With regard to your question, if it is wrong to examine both Qual and Quant studies, mixed methods systematic reviews are used. There are three types of mixed reviews. First, segregated (if you believe that both qualitative and quantitative approaches are distinct and should be analyzed separately). Second, contingent (if you believe that the qualitative and quantitative findings should be analyzed in a parallel manner and by moving back and forth), and finally integrated (if you believe that qualitative and quantitative approaches are not distinct, rather they qualify and complement each other).
Meta-integration or aggregation is the synthesis technique developed by JBI. It is based on the philosophy of pragmatism, that is, aggregation of studies in a way that they are more useful and practical for guiding practice and policymaking. This technique is mainly reserved for qualitative systematic reviews.

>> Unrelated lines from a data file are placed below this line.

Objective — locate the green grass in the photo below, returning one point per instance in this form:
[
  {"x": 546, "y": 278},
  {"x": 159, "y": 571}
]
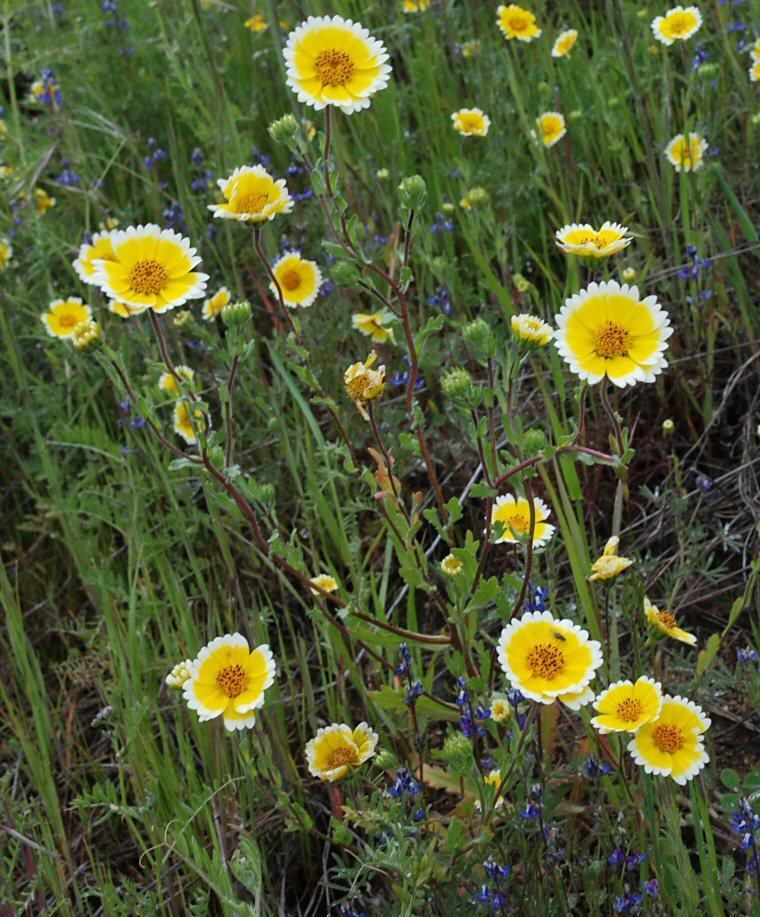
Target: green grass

In addition, you may wana take a look at the 14 review typology developed by Grant and Booth to further clarify these terms.
References
Sandelowski, M., Voils, C. I., & Barroso, J. (2006). Defining and designing mixed research synthesis studies. Research in the Schools, 13(1), 29-40.
Grant, M. J., & Booth, A. (2009). A typology of reviews: an analysis of 14 review types and associated methodologies. Health Information & Libraries Journal, 26(2), 91-108.
Heyvaert, M., Hannes, K., & Onghena, P. (2017). Using mixed methods research synthesis for literature reviews: The mixed methods research synthesis approach. Thousand Oaks, California: Sage.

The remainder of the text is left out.